Algunos incluso prepararon un espléndido porvenir para sus hijos nacidos de mujeres libres. Por lo general, estos libertos a los que la fortuna sonreía eran odiados tanto por sus conciudadanos más pobres —que los acusaban de ser viciosos y crueles, a veces quizá con un punto de razón—, como por los ricos, ahora sus iguales, ante los que se conducían con la arrogancia del que se ha abierto camino desde muy abajo sin haber asimilado los modales y pautas de conducta propias de su nuevo estado. El «Satiricón» de Petronio nos retrata a uno de estos orgullosos libertos:

«Soy un hombre entre los hombres, puedo andar con la cabeza bien alta, porque no le debo un céntimo a nadie. No he tenido que aceptar nunca nada de nadie y nadie me ha tenido que decir en medio del Foro: "Págame lo que me debes". He adquirido algunas fincas, tengo algunos ahorros y mantengo a veinte personas y un perro. Si quieres, acompáñame al Foro y pidamos que nos presten dinero: ya verás si tengo crédito o no a pesar de mi anillo de hierro de simple liberto».

Algunos libertos llegaban a ser altos funcionarios imperiales o médicos famosos; estos últimos, por lo general, después de haber sido esclavos de un médico y del que aprendieron el oficio.

Crucifixión

No se conoce a ciencia cierta el origen de este terrible suplico. Probablemente lo inventaron los asirios, pero también lo usaron egipcios, persas, griegos y fenicios. La denominación «arbor infelix» significaba, en un principio, tanto la horca («furca») como la cruz («crux»). Los romanos lo aplicaron a malhechores —agitadores políticos, ladrones, esclavos delincuentes— y muy raramente a ciudadanos romanos. El suplicio seguía un ritual diabólicamente calculado para prolongar los espantosos sufrimientos del reo. Iba precedido de una flagelación o apaleamiento con bastones («fustis»), si se trataba de un soldado, o látigos («flagella»), en los demás casos. Pero si el supliciado era incendiario se azotaba con el látigo ardiente («flagra»): cadenillas de hierro rematadas en bolitas de bronce, todo ello previamente calentado al rojo sobre un brasero.

Después de la flagelación, el reo era conducido al suplicio con los brazos atados al travesaño horizontal de la cruz, que portaba sobre los doloridos hombros. El palo vertical era fijo y esperaba ya clavado en tierra en el lugar de los ajusticiamientos.

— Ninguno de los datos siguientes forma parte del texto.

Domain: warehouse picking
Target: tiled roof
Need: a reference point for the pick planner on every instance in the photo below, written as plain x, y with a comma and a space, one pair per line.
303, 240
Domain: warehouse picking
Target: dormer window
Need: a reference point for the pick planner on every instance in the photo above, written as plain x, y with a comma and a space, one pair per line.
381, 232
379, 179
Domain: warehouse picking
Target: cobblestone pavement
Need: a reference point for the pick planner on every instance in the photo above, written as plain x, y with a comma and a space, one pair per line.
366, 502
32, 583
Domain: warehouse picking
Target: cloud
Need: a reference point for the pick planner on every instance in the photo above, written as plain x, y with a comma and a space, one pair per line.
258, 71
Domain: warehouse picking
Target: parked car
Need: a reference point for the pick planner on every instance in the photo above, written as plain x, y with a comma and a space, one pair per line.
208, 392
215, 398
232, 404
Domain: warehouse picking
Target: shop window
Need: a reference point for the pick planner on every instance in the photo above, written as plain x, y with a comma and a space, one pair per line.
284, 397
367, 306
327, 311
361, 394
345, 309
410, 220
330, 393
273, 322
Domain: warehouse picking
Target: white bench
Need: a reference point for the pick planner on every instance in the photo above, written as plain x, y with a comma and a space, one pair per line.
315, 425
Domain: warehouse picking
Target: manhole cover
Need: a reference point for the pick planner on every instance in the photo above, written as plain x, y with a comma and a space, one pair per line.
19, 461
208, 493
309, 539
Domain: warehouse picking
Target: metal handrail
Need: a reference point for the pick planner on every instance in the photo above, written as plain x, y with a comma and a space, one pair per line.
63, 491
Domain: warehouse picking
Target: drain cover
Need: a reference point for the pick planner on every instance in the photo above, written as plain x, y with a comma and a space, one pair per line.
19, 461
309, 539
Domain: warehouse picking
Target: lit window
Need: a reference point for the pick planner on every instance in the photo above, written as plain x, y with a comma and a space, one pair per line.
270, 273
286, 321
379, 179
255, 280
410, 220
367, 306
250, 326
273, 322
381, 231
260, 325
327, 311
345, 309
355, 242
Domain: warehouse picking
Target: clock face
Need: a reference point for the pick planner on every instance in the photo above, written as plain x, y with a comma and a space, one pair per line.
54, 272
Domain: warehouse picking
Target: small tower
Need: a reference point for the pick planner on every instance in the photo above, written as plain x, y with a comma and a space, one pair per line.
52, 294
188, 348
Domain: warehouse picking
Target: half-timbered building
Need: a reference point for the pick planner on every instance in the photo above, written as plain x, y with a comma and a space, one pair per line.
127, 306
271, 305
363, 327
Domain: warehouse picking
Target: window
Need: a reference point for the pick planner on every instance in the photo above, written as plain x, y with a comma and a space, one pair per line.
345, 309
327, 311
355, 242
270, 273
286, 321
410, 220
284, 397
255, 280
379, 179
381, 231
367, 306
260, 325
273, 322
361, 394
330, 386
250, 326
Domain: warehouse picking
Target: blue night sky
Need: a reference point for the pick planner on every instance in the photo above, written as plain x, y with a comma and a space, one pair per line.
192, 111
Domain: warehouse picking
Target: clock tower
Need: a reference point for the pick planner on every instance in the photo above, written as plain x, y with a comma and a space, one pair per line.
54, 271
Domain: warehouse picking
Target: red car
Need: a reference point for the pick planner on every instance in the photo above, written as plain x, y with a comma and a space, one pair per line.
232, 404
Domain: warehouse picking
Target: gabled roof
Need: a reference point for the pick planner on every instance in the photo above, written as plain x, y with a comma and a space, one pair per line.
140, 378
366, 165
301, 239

Al llegar allí, los verdugos desnudaban al reo y, tendiéndolo en tierra sobre el palo que había traído, le clavaban los brazos extendidos, haciendo pasar los clavos entre los huesecillos de las muñecas. Luego izaban al supliciado sobre el palo vertical, en cuyo extremo superior había un pivote que encajaba en el alvéolo practicado en el centro del travesaño horizontal. Después, se flexionaban las rodillas del crucificado y se le clavaban o ataban los pies al madero vertical. Los restos de un crucificado del siglo
I
, descubiertos y estudiados por arqueólogos israelíes cerca de Jerusalén, en 1968, presentan un único clavo de 18 centímetros de longitud que atraviesa los talones lateralmente. No había soporte para los pies en la cruz, pero sí una especie de barra o clavo grueso («sedile») sobre el que se acomodaba, a horcajadas, el reo. Este cruel aditamento fue también usado en los postes de la inquisición como atestigua la pintura de Berruguete «Auto de fe» (número 618 del Museo del Prado, Madrid). El crucificado tardaba varios días en morir (Jesucristo, que murió a las nueve horas, fue una excepción). En aquella forzada postura, su agonía era atroz. La tensión en los músculos pectorales y abdominales dificultaba su respiración, puesto que prácticamente se respira con el diafragma, de modo incompleto. Esto conduce a una progresiva falta de oxígeno que acaba provocando la muerte por asfixia o por insuficiencia coronaria (provocada por la reducción de la presión arterial que hace que llegue poca sangre al corazón y que el cerebro no se riegue suficientemente). No obstante, cuando el crucificado siente que le falta el aire, descansa su peso sobre el «sedile» para aliviar los músculos del tronco. Entonces la sangre vuelve a subir y la sensación de asfixia se mitiga, pero el dolor que el «sedile» provoca sobre el perineo es tan insoportable que nuevamente el crucificado levanta su peso para aliviarse, lo que vuelve a poner en marcha el proceso que conduce a la asfixia o al infarto.